Based on our results skull rotation around axial axis mostly causes changes in vertical dimensions while rotation and tilt around sagital axis affects horizontal dimensions most. Markers were imaged closer to each other than their real distances. Although these changes are statistically significant, they are clinically negligible.[9],[10]

When the skull is rotated either upward or downward around axial axis markers' distances to the receptor and to the source are almost even in posterior dental zones, but not in the anterior areas, so horizontal dimensional changes were only observed in the anterior dental zones. Our findings corroborate previous studies that upward and downward rotation of the skull causes significant dimensional changes and mostly influences on vertical dimensions.[5],[7],[11] Consistent with our observations, it was previously reported that in the anterior areas of the jaws compared to posterior zones, lesser degrees of rotation can cause significant dimensional changes.[11],[12] However this finding is not in line with what Hardy et al.[13] and McKee et al.[6] stated, which could be due to devices' differences and different shapes of their focal troughs.

Horizontal dimensions of anterior maxilla were affected significantly in upward rotation; however such changes were not seen in anterior mandible. The possible explanation is that when the skull is extended, markers nearer to the maxillary alveolar crest are located closer to the receptor and are imaged smaller, meanwhile in this situation mandibular markers are closer to the center of the image layer. Just the reverse happens when the skull is rotated downward, anterior mandible is closer to the receptor and anterior maxilla is closer to the center of the focal trough, so significant changes, this time, are seen in horizontal dimensions of mandibular anterior areas. Downward rotation of the skull also leads the vertical dimensions to reduce.

Base on our results, most of the horizontal dimensions were significantly affected in rotations more than 2° around sagittal axis which is consistent with what Schulze et al.[4] and Laster et al.[14] have demonstrated. This occurs possibly because X-ray tube and the receptor move in a nearly horizontal plane and the position of the skull was also changed almost in the same plane.
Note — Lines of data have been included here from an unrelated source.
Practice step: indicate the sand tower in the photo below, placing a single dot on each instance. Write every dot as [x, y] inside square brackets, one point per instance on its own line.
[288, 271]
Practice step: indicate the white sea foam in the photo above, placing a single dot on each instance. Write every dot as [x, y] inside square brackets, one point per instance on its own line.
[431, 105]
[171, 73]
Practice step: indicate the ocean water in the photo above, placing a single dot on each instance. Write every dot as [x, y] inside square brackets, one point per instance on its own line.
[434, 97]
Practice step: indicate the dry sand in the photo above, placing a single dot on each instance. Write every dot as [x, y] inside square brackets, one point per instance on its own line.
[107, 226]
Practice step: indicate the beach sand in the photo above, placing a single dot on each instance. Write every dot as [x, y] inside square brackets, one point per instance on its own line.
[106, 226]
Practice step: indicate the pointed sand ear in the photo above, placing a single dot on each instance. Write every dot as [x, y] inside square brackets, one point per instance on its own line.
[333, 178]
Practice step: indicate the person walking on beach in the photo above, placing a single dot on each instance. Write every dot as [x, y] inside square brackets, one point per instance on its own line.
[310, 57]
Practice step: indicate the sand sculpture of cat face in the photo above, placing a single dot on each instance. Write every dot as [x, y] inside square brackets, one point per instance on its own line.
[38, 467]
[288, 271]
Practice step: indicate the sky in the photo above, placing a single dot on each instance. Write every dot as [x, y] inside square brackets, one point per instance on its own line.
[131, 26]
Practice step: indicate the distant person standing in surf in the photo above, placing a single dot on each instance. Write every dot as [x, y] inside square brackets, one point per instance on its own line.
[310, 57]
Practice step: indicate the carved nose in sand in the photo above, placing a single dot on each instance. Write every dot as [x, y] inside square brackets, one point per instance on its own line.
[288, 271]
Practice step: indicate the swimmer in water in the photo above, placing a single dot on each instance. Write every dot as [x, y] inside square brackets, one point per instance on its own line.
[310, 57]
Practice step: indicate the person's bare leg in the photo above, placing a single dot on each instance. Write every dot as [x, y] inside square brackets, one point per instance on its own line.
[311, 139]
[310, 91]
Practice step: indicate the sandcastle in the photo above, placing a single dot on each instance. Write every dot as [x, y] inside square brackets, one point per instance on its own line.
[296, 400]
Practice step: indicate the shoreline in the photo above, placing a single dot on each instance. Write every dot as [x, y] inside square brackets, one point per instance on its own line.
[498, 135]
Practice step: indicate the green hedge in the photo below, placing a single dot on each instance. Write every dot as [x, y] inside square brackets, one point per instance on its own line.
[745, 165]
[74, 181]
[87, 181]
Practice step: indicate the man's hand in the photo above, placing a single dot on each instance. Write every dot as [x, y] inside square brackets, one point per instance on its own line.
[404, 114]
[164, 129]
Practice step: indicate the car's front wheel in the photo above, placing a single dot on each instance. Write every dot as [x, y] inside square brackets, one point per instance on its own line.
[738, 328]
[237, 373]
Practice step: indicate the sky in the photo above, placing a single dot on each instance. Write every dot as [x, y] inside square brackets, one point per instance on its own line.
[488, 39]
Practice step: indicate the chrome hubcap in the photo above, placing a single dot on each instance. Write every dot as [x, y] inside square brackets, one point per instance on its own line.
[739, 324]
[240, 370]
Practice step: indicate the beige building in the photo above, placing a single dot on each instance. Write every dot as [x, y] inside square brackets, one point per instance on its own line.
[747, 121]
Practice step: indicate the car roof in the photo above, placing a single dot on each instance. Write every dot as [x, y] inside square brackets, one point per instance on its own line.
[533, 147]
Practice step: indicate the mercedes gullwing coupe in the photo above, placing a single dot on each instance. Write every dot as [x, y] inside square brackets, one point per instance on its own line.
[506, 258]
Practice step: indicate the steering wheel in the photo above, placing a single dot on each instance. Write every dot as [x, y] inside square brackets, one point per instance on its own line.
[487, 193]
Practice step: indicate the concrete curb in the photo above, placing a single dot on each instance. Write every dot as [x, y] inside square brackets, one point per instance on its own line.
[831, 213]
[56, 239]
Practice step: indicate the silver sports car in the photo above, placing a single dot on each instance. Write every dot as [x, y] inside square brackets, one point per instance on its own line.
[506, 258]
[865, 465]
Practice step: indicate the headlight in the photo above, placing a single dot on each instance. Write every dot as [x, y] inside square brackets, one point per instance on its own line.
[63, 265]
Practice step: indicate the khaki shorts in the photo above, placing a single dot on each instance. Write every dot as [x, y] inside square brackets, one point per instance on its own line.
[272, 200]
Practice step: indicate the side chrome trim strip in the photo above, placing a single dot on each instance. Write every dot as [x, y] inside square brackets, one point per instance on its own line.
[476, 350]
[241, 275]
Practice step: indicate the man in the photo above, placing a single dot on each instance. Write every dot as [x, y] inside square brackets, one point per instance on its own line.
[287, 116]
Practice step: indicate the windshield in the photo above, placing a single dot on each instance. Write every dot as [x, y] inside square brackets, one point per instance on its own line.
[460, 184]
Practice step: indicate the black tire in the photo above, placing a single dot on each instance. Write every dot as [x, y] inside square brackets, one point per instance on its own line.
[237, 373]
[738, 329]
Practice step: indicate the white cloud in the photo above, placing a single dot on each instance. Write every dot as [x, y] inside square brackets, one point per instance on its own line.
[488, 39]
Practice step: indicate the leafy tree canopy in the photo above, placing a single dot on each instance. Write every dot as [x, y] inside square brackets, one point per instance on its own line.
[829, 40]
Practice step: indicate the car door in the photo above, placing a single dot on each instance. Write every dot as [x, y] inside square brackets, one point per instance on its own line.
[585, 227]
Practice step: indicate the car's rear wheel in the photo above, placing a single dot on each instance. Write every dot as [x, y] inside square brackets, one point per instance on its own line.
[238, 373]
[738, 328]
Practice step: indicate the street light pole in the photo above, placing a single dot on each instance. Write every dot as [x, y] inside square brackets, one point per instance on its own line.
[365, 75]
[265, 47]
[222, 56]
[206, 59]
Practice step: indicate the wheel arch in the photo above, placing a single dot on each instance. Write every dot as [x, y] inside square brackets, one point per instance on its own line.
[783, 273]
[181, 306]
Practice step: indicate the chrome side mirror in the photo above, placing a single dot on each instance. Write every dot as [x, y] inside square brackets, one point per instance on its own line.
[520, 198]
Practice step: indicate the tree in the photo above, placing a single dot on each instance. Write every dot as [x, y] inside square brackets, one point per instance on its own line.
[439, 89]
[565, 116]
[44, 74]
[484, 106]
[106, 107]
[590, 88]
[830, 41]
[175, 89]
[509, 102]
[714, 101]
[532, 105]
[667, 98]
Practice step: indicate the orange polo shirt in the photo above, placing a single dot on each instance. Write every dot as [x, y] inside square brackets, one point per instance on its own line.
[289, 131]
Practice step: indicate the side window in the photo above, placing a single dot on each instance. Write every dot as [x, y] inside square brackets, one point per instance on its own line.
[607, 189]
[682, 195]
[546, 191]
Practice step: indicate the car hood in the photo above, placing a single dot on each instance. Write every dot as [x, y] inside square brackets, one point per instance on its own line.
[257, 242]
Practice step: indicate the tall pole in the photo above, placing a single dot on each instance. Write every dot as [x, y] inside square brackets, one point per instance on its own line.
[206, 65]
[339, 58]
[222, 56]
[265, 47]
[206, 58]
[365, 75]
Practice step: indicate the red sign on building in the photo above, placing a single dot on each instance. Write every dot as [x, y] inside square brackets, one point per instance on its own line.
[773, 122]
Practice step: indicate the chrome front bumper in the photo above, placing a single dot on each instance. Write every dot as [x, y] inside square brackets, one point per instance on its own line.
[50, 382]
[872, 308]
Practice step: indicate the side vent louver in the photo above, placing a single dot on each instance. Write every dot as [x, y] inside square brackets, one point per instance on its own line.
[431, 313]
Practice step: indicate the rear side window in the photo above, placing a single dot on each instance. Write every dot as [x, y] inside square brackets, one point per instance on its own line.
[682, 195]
Our results corroborate those of Pfeiffer et al.[11] that no significant change occur in vertical dimensions in rotation around sagittal axis, while Sadat-Khonsari et al.[5] reported significant changes in vertical dimensions, this could be because of devices' differences, different methodologies and different studied regions of jaws. When the skull is rotated around sagittal axis to one side, on one hand objects on that side are located closer to the receptor and on the other hand, the mesio-distal dimensions are imaged closer because they move on an axis perpendicular to the receptor, so the markers are imaged smaller and closer to each other's.

Images taken from tilted skull showed significant changes only in mandibular teeth of the tilted side and in four or more degrees of tilts. This finding is in line with those of Philipp and Hurst.[15]

Since magnification varies from point to point on PR, we studied all of the dental zones separately. To investigate effects of rotation around axial axis we measured dimensions only in left side of the skull and its related images, because the changes are the same in left and right sides when the skull is rotated only around axial axis and not around any other axis, but this is not true when the skull is rotated or tilted around sagittal axis to one side (left or right), so we rotated and tilted the skull around sagittal axis to the left and measured both right and left sides' dimensions in these series of images. Logically the results would be the same if we rotated and tilted the skull to the right side.

As mentioned before, PR, because of low radiation effective dose and broad coverage, is often used for preliminary evaluation of possible implant sites. Mesio-distal and vertical dimensions are among factors which are usually checked on PR when a patient is candidate for placement of an implant fixture; therefore, we studied changes of these two dimensions. The skulls were tilted from 1° to 6° and we ignored higher degrees of rotations because they are easily detectable by an informed clinician; hence, they are less common.

Our study did not simulate soft tissue thus did not cover the possible effects of scattered beam produced by it. The accuracy of the image may reduce by means of these scattered beams in real conditions, so further studies are needed to be done on a phantom wearing beam attenuator materials which can scatter the projected X-ray just like facial soft tissues.

Furthermore, it remains a question, whether the measurements on anatomical landmarks with some unspecific borders are as accurate as measurements on precisely defined markers? This question needs to be answered by future studies using anatomical landmarks, like tooth length, as the reference.


  Conclusion Top


Rotation of the skull around axial axis and its rotation and tilt around sagittal axis to maximum 6° causes clinically negligible dimensional changes.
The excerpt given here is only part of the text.